On my Thursday morning walk through the garden I was fully anticipating, in my positive thinking sort of way, not to see much damage. When the bird baths were iced over I knew things had gotten a bit worse than I expected.
The biggest challenge I had was how to cover the 7 foot tall tomato plants. They are loaded with tomatoes not yet ripe. I used 8 foot stakes and nailed canvas drop cloths to them to make a wall behind them and used it as an anchor to then drape sheets over the tops, fastening the fabrics together with clothes pins.I left the pole beans, green beans, radishes, and carrots, which have given us great food all winter, out to fend for themselves. They really had no defense against the ice that covered their pretty green leaves.The angel wing begonias located all over Hoe and Shovel in containers and in the ground didn't stand much of a chance. They weren't as lovely as they had been but were all still bravely hanging on until spring's rejuvenation. Well, as of Wednesday anyway. If you've been here before you've heard me speak of this one (above) living so gigantic at the corner of the pool patio. Wednesday was to be its last healthy photo op for a while.

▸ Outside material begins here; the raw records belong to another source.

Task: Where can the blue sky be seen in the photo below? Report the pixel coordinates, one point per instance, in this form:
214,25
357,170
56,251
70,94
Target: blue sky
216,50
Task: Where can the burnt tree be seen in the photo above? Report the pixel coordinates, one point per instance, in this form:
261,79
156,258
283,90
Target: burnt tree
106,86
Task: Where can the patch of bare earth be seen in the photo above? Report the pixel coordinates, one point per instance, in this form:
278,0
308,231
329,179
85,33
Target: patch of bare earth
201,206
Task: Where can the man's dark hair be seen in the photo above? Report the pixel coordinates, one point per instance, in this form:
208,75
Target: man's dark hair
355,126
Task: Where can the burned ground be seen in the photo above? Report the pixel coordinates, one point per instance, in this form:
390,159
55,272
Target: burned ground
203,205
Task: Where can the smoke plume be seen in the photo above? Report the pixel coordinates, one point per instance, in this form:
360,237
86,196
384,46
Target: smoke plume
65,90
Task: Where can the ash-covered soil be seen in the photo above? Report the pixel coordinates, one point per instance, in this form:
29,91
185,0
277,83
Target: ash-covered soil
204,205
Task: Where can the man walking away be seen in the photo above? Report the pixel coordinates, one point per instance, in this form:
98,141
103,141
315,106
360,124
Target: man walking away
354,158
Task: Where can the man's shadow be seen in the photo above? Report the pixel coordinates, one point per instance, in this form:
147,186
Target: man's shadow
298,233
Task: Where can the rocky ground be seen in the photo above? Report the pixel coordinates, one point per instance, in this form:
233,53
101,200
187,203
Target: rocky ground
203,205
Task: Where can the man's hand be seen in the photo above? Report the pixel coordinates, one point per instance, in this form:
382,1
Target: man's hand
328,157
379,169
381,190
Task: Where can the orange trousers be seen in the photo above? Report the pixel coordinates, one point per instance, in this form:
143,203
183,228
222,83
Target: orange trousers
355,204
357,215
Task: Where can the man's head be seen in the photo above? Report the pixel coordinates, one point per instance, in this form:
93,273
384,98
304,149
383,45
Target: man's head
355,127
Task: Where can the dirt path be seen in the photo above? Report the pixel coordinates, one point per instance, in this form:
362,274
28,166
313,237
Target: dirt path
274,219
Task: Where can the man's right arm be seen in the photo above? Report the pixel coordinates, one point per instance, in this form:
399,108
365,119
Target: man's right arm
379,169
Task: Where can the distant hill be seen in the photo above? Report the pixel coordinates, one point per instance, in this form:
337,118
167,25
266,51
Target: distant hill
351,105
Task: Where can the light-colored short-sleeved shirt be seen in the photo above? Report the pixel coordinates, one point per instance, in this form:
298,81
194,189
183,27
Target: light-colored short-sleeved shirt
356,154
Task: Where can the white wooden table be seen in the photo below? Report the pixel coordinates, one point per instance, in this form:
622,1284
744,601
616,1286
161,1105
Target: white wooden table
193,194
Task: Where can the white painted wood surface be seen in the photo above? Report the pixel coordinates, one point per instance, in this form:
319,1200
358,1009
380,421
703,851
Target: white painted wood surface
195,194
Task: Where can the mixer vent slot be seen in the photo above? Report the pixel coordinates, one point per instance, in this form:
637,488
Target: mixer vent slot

It was a frozen mess the next morning. She will be reduced to normal size and start her spring days cut back to the top of the pot. And can you see the giant split leaf philodendron just behind it outside the screen? Its enormous stalks and leaves bent over under the weight of the cold. I haven't seen that in years.
Last week plants and flowers that were waist high to the three year old (a regular traveler of these pathways) and that provided us with loads of color for all our wintery days ...
... and gave us places to run through the pathways and hide and play...
... are a melted down mushy mess today.
Please hear me when I say I'm not reporting these events in hope of pity or sympathy. Really. The gardens north of me deal with this kind of thing all the time. There are much worse things that could happen. This garden will carry on and we will keep growing. Our spring comes early and after all gardening is a risk we take against so many elements.
I record these events more for a journal of the good and the bad and everything in between.
There are Florida farmers who depend on growing for their living who were hit with this weather and effected badly. I am praying for them and hoping for the best for them. The pink firespike that photographed so perky and happy in the first frame of this post did not appreciate those cold nights one single bit. I bet the amaryllis that border her are glad to be seen now that the firspike is not draping over them and blocking their sunshine. They might even have a chance now to bloom in the next few weeks.
We will stick to our gardening plans and keep working on our new beds trying to hold off on pruning all this deadness. HA... I'll let you know how that works out for me. I've already snipped back some of the impatiens and topped out the tomato plants. I'll be pulling up all the beans and planting some new seed in the next couple of weeks. I've got dirt to haul and dirt to spread.
Not everything is dead. Many plants were quite all right. But many plants that have never been affected are badly damaged. It was random and it was in pockets all over the yard. Every thing will come back... eventually.